FREDERICTON – The new pioneer of New Brunswick is trying to revive the Energy East pipeline, though the project is dead.
After the National Energy Board changed its environmental assessment process, TransCanada Corporation abandoned the $ 15.7 billion project more than a year ago.
However, with some other prime ministers and federal politicians, Premier Blaine Higgs reinvents the proposed pipeline as a way for more refineries in Eastern Canada to export to more western moves and foreign markets.
Ontario and Quebec also named new prime ministers this year, and Higgs says Energy East thinks it can survive.
Var There's an obstacle now that Ontario has said they're not against the oil from the province. We know that Manitoba and Saskatchewan are good, and we know that Alberta is a way out, Sask Higgs said.
"Right now we see Alberta taking a strong position in buying rail vehicles and saying we need to put oil on the market because they're losing $ 80 million a day."
He acknowledged that Quebec may still be an obstacle, and plans to discuss the project with Premier Francois Legault at his first ministerial meeting in Montreal this week.
"We're talking about interstate trade. There are some important issues, and that's important to us. Something important for our city. We need some gains." Said.
Higgs said he discussed energy with Prime Minister Justin Trudeau two weeks ago. Trudeau said that if Higgs could get Quebec, he would be willing to discuss the matter again.
However, the biggest obstacle could be TransCanada's relevance. The company showed regulatory changes and "changing conditions" as the reason for last year's withdrawal.
In a statement, TransCanada's communications manager, Terry Cunha, said his positions had not changed.
"We have no plans to reconsider the project. We are focused on investing more than $ 36 billion in commercially secured pipelines and power generation projects in North America, including Keystone XL and the Coastal Gaslink project in BC . " Wrote.
Higgs said he was not surprised by the position of the Calgary-based company.
"If you spend 800 million dollars and shake them politically, decisions are not taken, instead they are deferred and … then the rules suddenly change the middle flows and then you have no way in the future." Higgs said.
Orum I don't blame them.
However, Higgs said he believes that a holding company that applies to the National Energy Board has been established and that the process will continue well. The TransCanada may be willing to go back to the ship.
The Federal Conservative Leader, Andrew Sheer, also became a major East Energy supporter and said the federal Conservative government would try to revive the project.
Alberta Premier Rachel Notley said it was very meaningful to re-launch the project last week.
"If we could find a way to do it more effectively, our government would be very interested in tide water and any other effort directed at another project to supply the Canadian market," Ottawa told reporters in Ottawa. Said. .
Uz Obviously, we're quite perverse because we sold the oil to a $ 10 barrel in Alberta, and then we import it in places like Canada, Saudi Arabia. It doesn't make sense. Bu
Energy East would see most of the western crude oil going to the Irving Oil refinery in Saint John.
Higgs told Energy East that he has not yet discussed resurrection with Irving, that he has worked for more than 30 years and has retired as a senior executive before entering politics.
Di I know their interests will still be there because they would balance at least 100,000 barrels a day of foreign crude oil, perhaps more.
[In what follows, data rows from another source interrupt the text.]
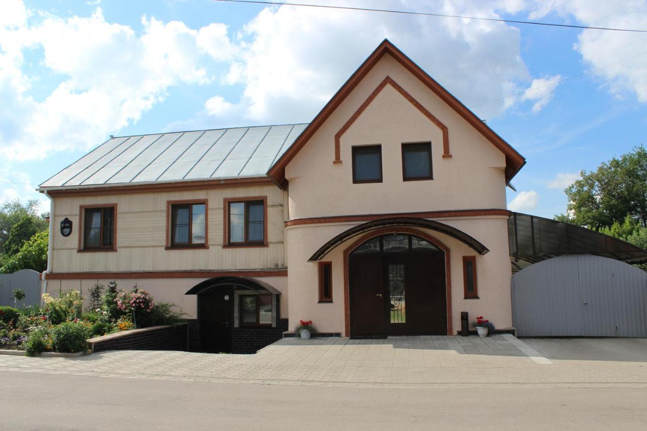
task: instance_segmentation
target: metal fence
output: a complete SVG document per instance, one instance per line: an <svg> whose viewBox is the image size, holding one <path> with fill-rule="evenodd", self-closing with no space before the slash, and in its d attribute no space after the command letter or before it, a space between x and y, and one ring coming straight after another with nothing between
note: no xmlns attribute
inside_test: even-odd
<svg viewBox="0 0 647 431"><path fill-rule="evenodd" d="M14 306L14 289L25 291L25 299L16 304L19 307L40 303L40 278L36 271L21 269L13 274L0 274L0 305Z"/></svg>

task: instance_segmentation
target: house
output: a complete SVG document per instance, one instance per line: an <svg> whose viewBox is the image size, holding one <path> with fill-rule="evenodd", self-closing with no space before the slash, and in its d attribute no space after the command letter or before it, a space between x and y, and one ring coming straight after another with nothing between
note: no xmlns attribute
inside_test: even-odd
<svg viewBox="0 0 647 431"><path fill-rule="evenodd" d="M505 188L525 159L388 40L307 124L112 137L43 182L48 292L116 280L254 351L512 325Z"/></svg>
They are still there because they are there and still buying foreign crude oil. Bu
However, New Brunswick Green Leader David Coon says Higgs has to change 180 degrees and instead tries to reduce dependence on fossil fuels.
"The World Meteorological Organization has announced that if we continue to follow the path we are currently following, it will be a disaster that will exceed the Paris agreement by three to five degrees," he said.
However, a research published by the Canadian Institute for Energy Research in January concluded that refineries in Canada and Canada will see lower supply costs and lower greenhouse gas emissions if they purchase more Canadian crude oil.
In the study, the use of Canadian origin oil wherever possible on existing oil pipes, rail vehicles and ocean tankers will lead to a 47 per cent reduction in foreign oil imports to East Canada, which will save $ 210 million per year. more than two million tons of carbon dioxide or about 5.7 percent.